People seem to be paying a bit more attention to the short story, with the success of, for example, George Saunders, Karen Russell, and Junot Díaz. I’m pleased to say that, while more conventional in structure and writing style than those three, I found a better set of short stories in Half as Happy (2013). Where the writers I just mentioned often use voice and speed to pull us along, Spatz employs an older style of long sentences and long paragraphs to make us dwell in thoughts and moments. I began the collection late one night, just to get a feel. I’m not ashamed to say I was tired the next day.
The first of the eight stories, “Any Landlord’s Dream,” explores time, dreams, and disappointment in a story that is primarily about a failing marriage, but often zooms out to show how these themes are always present. The setting is a house a landlord has been trying to rent for some time. Sitting vacant, it has washed away some of the more obvious traces of its past inhabitants. Toward the beginning of the story, a young couple comes to the home. They are so infatuated with it and with each other, they end up making love against the outside wall.
They were, in most ways, not ready for what they were dreaming as they went at it, that afternoon, against the wall outside. It didn’t ruin them, exactly, seeing their application turned down, but for a time it gave what followed in their lives an aura of failure, of having “settled,” which played its part in their eventual breakup.

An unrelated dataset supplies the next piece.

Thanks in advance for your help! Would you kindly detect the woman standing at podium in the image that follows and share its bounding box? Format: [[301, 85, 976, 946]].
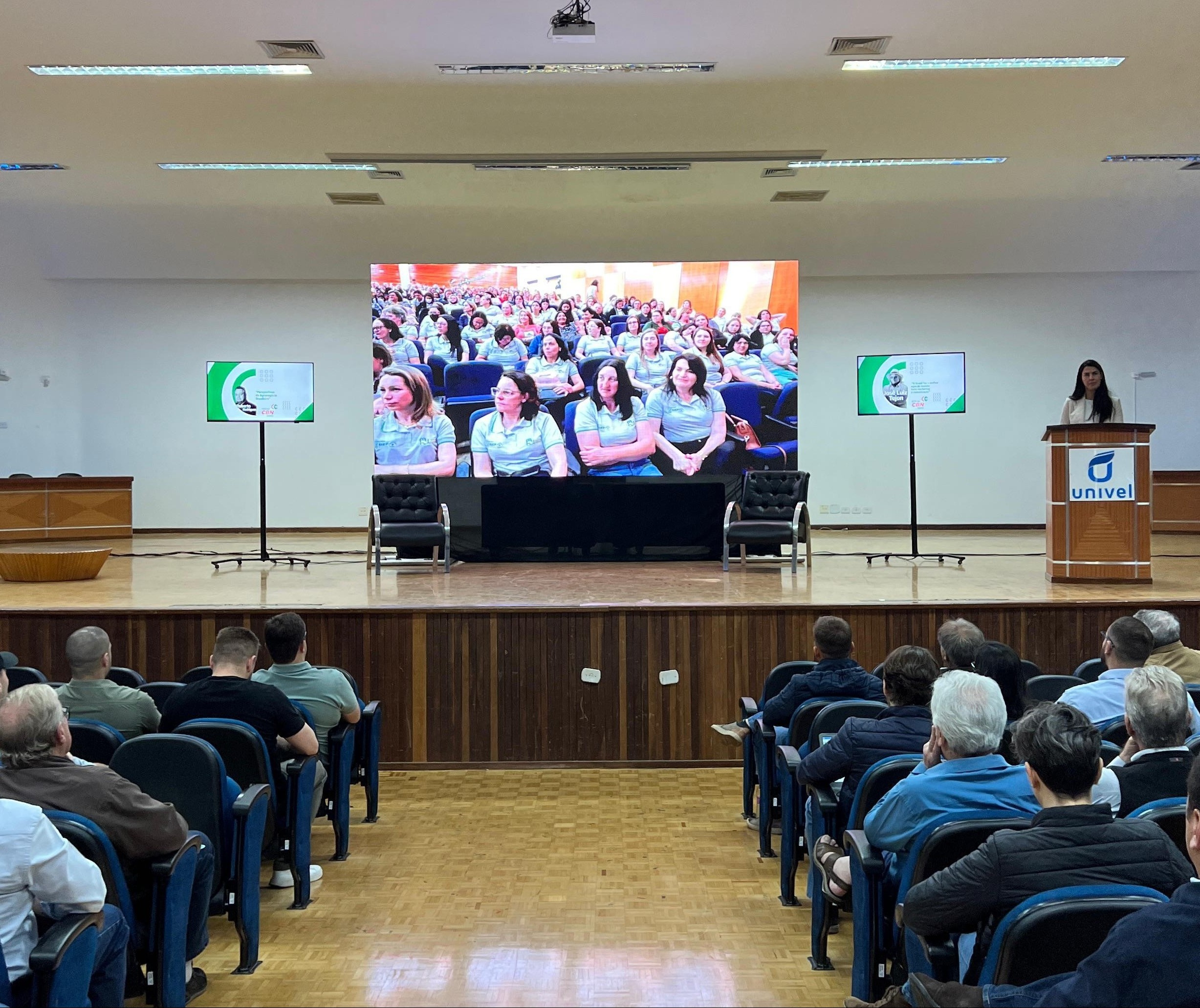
[[1058, 360, 1124, 424]]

In just a couple of sentences, Spatz takes us from their high to their disappointment, which can’t, in this case, quite be called disillusionment.
The couple that ends up renting the home have been married for five years. We get a glimpse at the time they met and fell in love. “And now here they were, five years later and contemplating the unmaking of all that — contemplating the ruin of a life together, and not even saying so.” They have come to the house as a kind of escape after their first child died shortly after childbirth, a life that didn’t quite begin. “So, it was a temporary shift, a change of scenery — stop-over, lateral jump — nothing upward or permanent about it; like trading one life-raft for another.”

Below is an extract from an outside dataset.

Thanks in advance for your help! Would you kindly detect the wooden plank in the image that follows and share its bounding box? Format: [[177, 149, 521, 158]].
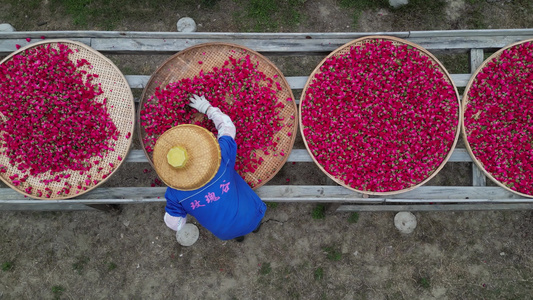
[[0, 185, 533, 204], [0, 31, 408, 40], [469, 49, 487, 186], [0, 30, 533, 55], [336, 203, 533, 212], [125, 74, 471, 90], [472, 164, 487, 186], [0, 35, 91, 55], [0, 29, 533, 39], [0, 200, 98, 211], [126, 148, 472, 163], [91, 36, 525, 55], [465, 49, 485, 74], [409, 28, 533, 38]]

After we learn a bit about this couple, Spatz takes us back in time to give us a glimpse at other lives that have crossed this ground — forgotten lives:
Before being a house this had been a marshy stand of ninebark pine trees, birch, Saskatoon and blueberry bushes, spring-fed, and high enough on the south facing slope of the hill that it was warm well into the fall and quick to thaw with each vernal equinox. Once, as part of his vision quest, a boy from the local tribe had spent several days and nights here bivouacked among the trees, alone, waiting and fasting, watching the stars wheel and circle back around again; squirrels, ravens, rabbits, finches, eagles, countless insects came and went.
This is one of those beautiful long paragraphs that expands the scope of the story (others will narrow the scope and dig deeply). Soon, the houses come along:
The undergrowth was cut them, the spring capped, the land shaved and reshaped, and up went the house. In its core, still, was the capped spring. Two men had died here; three marriages were broken; eighteen children grown to adulthood. Twenty-six makes of car had parked in the garage or on the paved area outside, and two RVs. Nine signed bank notes. Twelve rental agreements. No boats. No one who lived here had ever owned a boat — only one prospective tenant had dreamed of it, against the south facing wall, and had perhaps been ruined by the dream.

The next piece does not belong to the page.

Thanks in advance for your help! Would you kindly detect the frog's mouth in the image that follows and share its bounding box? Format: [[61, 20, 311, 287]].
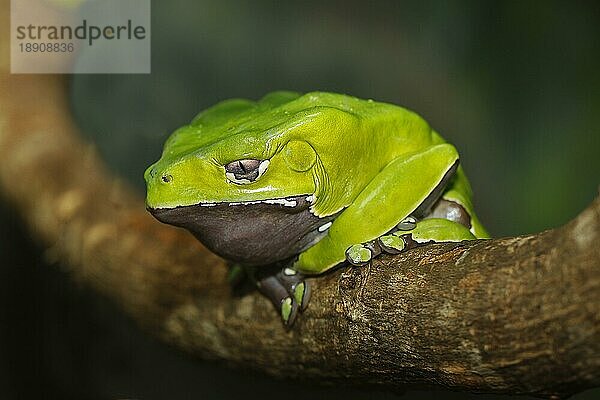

One of the other tragedies of this stories is that the husband starts to recover from his grief sooner than his wife does. This may sound like a familiar tale, but Spatz doesn’t take us where we expect. After all, the title is “Any Landlord’s Dream,” referring, it seems, to these tenants, but the story also returns to the landlord and to what he witnesses.
I enjoyed, but was not taken by the second story, but was again brought into the collection when in the third, “No Kind of Music,” Spatz uses those long sentences. When the story begins, a man, whose wife has recently left him, is watching a divine music performance. Everything seems perfect, the performers angelic:
He knew this was a fiction — any player up close was a lot of suffering joints and contradictory impulses, bad breath, weak eyesight, creaky digestion (he’d talked with them at fundraiser events and a few times following open rehearsals, enough to have witnessed all of this and more); if there were evidence of magical or divine connections to be beheld in them it showed in the raw skin of their fingertips, bitten nails and torn cuticles, chapped mouths — all of the places where they’d worn through themselves trying and trying and loving the music so habitually, so imperfectly over the years.
At first the man is somewhat invigorated by his new singleness, but it doesn’t last. The sublime classical music . . . is it making things worse?
Perhaps my favorite story in the collection was “A Bear for Trying,” about twins Karl and Eber. It begins mysteriously and yet showcases Spatz comic gift as well when we learn about Karl’s predicament: how can he remove all of the glass figurines that have been super-glued to the dashboard?
Half as Happy gives us lives that have already gone through despair and are now on the brink of willful oblivion — a delicate position, perfect for Spatz’s delicate rhythm. I highly recommend this collection.